Pertumbuhan ekonomi Inodnesia kembali kontraksi pada kuartal III 2020. Badan Pusat Statistik (BPS) menyebut pertumbuhan ekonomi minus 3,49 persen. Pada kuartal Sebelumnya, ekonomi Indonesia juga minus 5,23 persen.

Peneliti Indef Bhima Yudhistira mengatakan, konsumsi rumah tangga pada kuartal III-2020 masih minus 4,04 persen. Kondisi ini bermakna masyarakat, khususnya kalangan menengah ke atas belum percaya terhadap penanganan pandemi yang dilakukan pemerintah.

"Masyarakat khususnya menengah ke atas belum percaya terhadap penanganan Covid-19 yang dilakukan oleh pemerintah," kata Bhima di Jakarta, Kamis, (5/11/2020).

Dia menilai, orang kaya di Indonesia atau kalangan menengah dan atas masih diliputi kekhawatiran untuk belanja di luar rumah masih cukup tinggi. Ini membuat kelas menengah dan atas mengalihkan uang ke simpanan perbankan atau aset aman. Hal ini tentu saja membuat ekonomi Indonesia tidak bergerak,

Situasi ini sulit mengalami perubahan jika masalah fundamental gerak masyarakat masih terbatas.
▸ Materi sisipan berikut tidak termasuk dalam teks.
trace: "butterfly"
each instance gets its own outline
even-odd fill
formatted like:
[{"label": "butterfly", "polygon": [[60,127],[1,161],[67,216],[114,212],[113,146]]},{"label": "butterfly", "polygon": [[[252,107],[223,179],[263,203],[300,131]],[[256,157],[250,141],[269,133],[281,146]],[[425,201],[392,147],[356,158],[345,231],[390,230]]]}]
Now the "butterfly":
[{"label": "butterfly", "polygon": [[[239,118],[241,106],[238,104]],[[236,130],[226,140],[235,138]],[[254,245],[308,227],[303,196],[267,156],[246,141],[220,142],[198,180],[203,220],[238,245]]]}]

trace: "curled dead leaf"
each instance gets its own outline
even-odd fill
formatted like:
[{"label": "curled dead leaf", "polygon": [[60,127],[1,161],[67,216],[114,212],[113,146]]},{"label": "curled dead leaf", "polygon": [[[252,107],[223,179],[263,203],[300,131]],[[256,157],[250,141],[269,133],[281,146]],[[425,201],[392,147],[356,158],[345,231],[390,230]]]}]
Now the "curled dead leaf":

Sebab, masalah pandemi belum juga diselesaikan.

Sisi lain, belanja pemerintah belum mampu mendorong pemulihan ekonomi. Meskipun ada kenaikan pertumbuhan sebesar 9,76 persen, namun kontribusi belanja pemerintah baru mencapai 9,69 persen pada kuartal ketiga ini.
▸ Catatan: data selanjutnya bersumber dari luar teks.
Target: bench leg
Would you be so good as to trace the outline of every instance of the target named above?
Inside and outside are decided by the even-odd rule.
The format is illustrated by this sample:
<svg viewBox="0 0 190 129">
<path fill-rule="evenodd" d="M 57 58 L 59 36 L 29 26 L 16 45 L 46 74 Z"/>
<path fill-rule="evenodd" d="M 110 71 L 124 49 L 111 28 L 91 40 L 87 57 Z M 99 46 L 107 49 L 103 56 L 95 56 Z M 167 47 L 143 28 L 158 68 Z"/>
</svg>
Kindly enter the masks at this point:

"Kontribusi belanja pemerintah baru mencapai 9,69 persen pada kuartal ke III, hanya naik tipis dibanding kuartal ke II yakni 8,67 persen dari PDB," kata dia.
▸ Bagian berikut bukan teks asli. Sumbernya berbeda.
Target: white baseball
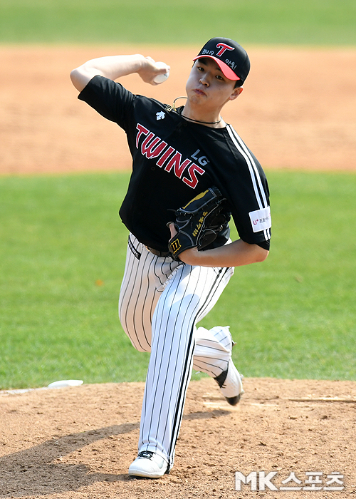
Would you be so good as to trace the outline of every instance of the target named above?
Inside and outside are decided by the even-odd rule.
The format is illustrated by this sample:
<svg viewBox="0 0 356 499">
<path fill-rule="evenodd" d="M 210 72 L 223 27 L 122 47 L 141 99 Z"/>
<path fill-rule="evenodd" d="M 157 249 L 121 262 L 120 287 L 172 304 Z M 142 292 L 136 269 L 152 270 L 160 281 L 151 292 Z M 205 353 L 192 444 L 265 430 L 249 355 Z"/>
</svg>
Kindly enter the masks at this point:
<svg viewBox="0 0 356 499">
<path fill-rule="evenodd" d="M 167 64 L 165 64 L 164 62 L 157 62 L 155 63 L 156 66 L 157 68 L 164 68 L 164 69 L 167 68 Z M 168 76 L 169 76 L 169 70 L 167 71 L 167 73 L 164 73 L 163 75 L 157 75 L 157 76 L 155 76 L 153 78 L 153 81 L 155 83 L 162 83 L 164 81 L 167 80 Z"/>
</svg>

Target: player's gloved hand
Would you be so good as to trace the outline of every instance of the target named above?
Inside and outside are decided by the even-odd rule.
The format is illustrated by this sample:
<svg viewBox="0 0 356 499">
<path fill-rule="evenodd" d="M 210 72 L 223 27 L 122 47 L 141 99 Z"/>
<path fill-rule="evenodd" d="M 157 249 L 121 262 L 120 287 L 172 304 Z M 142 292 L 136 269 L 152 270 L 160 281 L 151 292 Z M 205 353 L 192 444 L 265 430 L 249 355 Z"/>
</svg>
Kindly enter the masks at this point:
<svg viewBox="0 0 356 499">
<path fill-rule="evenodd" d="M 229 218 L 223 212 L 225 200 L 219 189 L 212 187 L 175 211 L 175 222 L 167 224 L 171 235 L 172 223 L 177 232 L 168 242 L 174 259 L 180 259 L 179 255 L 187 250 L 200 251 L 215 240 Z"/>
</svg>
Selain itu, efektivitas belanja program Pemulihan Ekonomi Nasional (PEN) sebesar Rp 695 triliun masih rendah sehingga membuat pertumbuhan ekonomi Indonesia masih rendah. Bhima menilai terdapat kesalahan konsep dalam penyaluran stimulus.

Dia mencontohkan program Kartu Prakerja yang tetap dilanjutkan. Padahal target sasaran tidak fokus dan training secara online belum dibutuhkan dalam situasi masyarakat membutuhkan bantuan langsung.